Behind him Lethbridge whispered hoa.r.s.ely, "I told you how it would be in the New Arts Theater. I told you a young man alone was likely to get spoken to. Now those six girls know you're a broker!"
"Don't say it so loud," muttered Harrow savagely. "I'm all right so far, for I haven't said a word."
"You'd better not," returned the other. "I wish that curtain would go up and stay up. It will be my turn to sit next them after this act, you know."
Harrow ventured to glance at the superb young creature sitting beside him, and at the same instant she looked up and, catching his eye, smiled in the most innocently friendly fashion--the direct, clear-eyed advance of a child utterly unconscious of self.
"I have never before been in a theater," she said; "have you?"
"I--I beg your pardon," stammered Harrow when he found his voice, "but _were_ you good enough to speak to _me_?"
"Why, yes!" she said, surprised but amiable; "shouldn't I have spoken to you?"
"Indeed--oh, indeed you should!" said Harrow hastily, with a quick glance at the poet. The poet, however, appeared to be immersed in thought, lids partially closed, a benignant smile imprinted on his heavy features.
"_What_ are you doing?" breathed Lethbridge in his ear. Harrow calmly turned his back on his closest friend and gazed rapturously at his G.o.ddess. And again her bewildering smile broke out and he fairly blinked in its glory.
"This is my first play," she said; "I'm a little excited. I hope I shall care for it."
"Haven't you ever seen a play?" asked Harrow, tenderly amazed.
"Never. You see, we always lived in the country, and we have always been poor until my sister Iole married. And now our father has come to live with his new son-in-law. So that is how we came to be here in New York."
"I am _so_ glad you _did_ come," said Harrow fervently.
"So are we. We have never before seen anything like a large city. We have never had enough money to see one. But now that Iole is married, everything is possible. It is all so interesting for us--particularly the clothing. Do you like my gown?"
"It is a dream!" stammered the infatuated youth.
"Do you think so? I think it is wonderful--but not very comfortable."

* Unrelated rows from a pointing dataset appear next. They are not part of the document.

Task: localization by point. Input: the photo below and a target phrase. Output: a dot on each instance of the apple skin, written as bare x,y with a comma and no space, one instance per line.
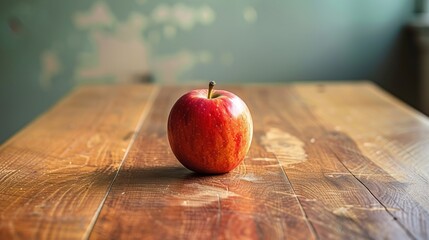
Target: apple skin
210,136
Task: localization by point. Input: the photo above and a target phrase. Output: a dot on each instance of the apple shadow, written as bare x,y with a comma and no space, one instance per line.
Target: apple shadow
158,175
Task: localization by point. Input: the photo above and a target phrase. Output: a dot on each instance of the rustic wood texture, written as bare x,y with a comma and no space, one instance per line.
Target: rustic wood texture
328,161
54,174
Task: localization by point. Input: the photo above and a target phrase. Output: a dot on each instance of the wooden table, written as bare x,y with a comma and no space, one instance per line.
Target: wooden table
327,161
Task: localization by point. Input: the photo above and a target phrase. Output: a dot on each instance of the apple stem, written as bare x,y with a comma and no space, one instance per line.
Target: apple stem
211,86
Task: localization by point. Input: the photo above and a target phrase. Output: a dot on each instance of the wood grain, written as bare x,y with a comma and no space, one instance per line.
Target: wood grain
392,142
54,174
328,161
154,197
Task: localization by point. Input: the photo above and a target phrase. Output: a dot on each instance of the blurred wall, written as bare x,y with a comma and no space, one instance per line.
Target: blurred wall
47,47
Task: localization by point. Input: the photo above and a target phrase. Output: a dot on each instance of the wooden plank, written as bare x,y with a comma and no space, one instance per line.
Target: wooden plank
154,197
382,142
55,173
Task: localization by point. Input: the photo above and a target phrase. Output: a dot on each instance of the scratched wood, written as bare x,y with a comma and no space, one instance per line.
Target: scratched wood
384,144
336,203
328,161
155,197
54,174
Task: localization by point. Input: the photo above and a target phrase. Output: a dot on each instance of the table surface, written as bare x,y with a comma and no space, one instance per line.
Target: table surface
327,161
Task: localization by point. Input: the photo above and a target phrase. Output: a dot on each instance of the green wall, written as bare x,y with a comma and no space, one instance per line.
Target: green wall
47,47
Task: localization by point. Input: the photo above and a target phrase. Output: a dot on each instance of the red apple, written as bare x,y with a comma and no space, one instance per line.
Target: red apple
210,131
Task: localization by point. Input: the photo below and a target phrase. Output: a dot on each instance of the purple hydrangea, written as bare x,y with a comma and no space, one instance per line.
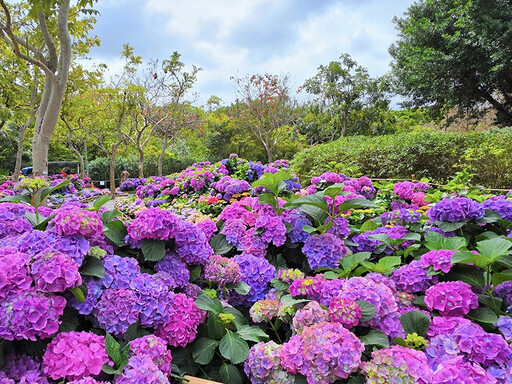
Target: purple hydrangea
325,250
327,352
309,315
440,260
456,210
263,365
344,311
397,364
154,223
175,268
453,298
257,272
413,277
28,314
55,272
116,310
182,326
222,270
74,355
191,244
77,222
154,347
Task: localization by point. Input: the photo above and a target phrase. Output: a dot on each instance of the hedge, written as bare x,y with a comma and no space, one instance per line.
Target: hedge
433,154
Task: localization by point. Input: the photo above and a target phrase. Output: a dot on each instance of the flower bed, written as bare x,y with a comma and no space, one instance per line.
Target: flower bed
241,275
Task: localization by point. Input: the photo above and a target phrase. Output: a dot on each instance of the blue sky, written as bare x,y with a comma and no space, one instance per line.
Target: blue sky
238,37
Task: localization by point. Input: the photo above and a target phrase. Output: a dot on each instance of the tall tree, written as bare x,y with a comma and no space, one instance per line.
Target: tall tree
343,91
52,54
266,108
456,53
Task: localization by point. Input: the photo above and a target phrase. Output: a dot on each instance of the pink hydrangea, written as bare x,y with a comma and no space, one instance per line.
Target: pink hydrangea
74,355
77,222
454,298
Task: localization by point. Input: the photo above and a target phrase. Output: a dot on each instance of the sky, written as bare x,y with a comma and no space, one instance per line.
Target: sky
238,37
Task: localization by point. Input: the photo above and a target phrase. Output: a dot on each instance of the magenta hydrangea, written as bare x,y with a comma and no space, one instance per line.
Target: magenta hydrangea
329,352
182,326
453,298
154,223
30,314
116,310
55,272
325,250
397,364
312,313
154,347
263,365
74,355
457,371
345,311
77,222
222,270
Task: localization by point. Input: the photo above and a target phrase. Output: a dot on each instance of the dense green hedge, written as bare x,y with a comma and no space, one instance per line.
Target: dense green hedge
433,154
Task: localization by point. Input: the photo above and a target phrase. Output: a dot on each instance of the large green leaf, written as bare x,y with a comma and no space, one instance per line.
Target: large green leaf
203,350
233,347
153,250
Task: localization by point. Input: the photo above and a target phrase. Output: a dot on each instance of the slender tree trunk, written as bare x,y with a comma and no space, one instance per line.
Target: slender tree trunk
161,157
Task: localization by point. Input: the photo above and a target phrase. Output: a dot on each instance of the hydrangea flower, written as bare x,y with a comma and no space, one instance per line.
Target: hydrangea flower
457,370
440,260
412,277
116,310
154,347
397,364
456,210
182,326
344,311
153,223
55,272
77,222
257,272
451,298
222,270
27,314
309,315
141,369
262,366
176,269
325,250
328,352
74,355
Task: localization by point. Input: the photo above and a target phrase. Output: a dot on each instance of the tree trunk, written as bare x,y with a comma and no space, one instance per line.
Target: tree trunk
161,157
141,163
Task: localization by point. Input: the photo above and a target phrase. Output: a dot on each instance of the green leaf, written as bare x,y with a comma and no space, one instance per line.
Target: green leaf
153,250
242,288
229,374
483,315
415,321
233,347
203,350
206,303
377,338
92,266
252,333
367,310
494,248
100,201
220,245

"Doesn't it fit?" he inquired.
"Perfectly; that's the trouble. It is not comfortable. We never before were permitted to wear skirts and all sorts of pretty fluffy frills under them, and _such_ high heels, and _such_ long stockings, and _such_ tight lacing--" She hesitated, then calmly: "But I believe father told us that we are not to mention our pretty underwear, though it's hard not to, as it's the first we ever had."
Harrow was past all speech.
"I wish I had my lounging-suit on," she said with a sigh and a hitch of her perfectly modeled shoulders.
"W--what sort of things do you usually dress in?" he ventured.
"Why, in dress-reform clothes!" she said, laughing. "We never have worn anything else."
"Bloomers!"
"I don't know; we had trousers and blouses and sandals--something like the pink pajamas we have for night-wear now. Formerly we wore nothing at night. I am beginning to wonder, from the way people look at us when we speak of this, whether we were odd. But all our lives we have never thought about clothing. However, I am glad you like my new gown, and I fancy I'll get used to this tight lacing in time.... What is your name?"
"James Harrow," he managed to say, aware of an innocence and directness of thought and speech which were awaking in him faintest responsive echoes. They were the blessed echoes from the dim, fair land of childhood, but he did not know it.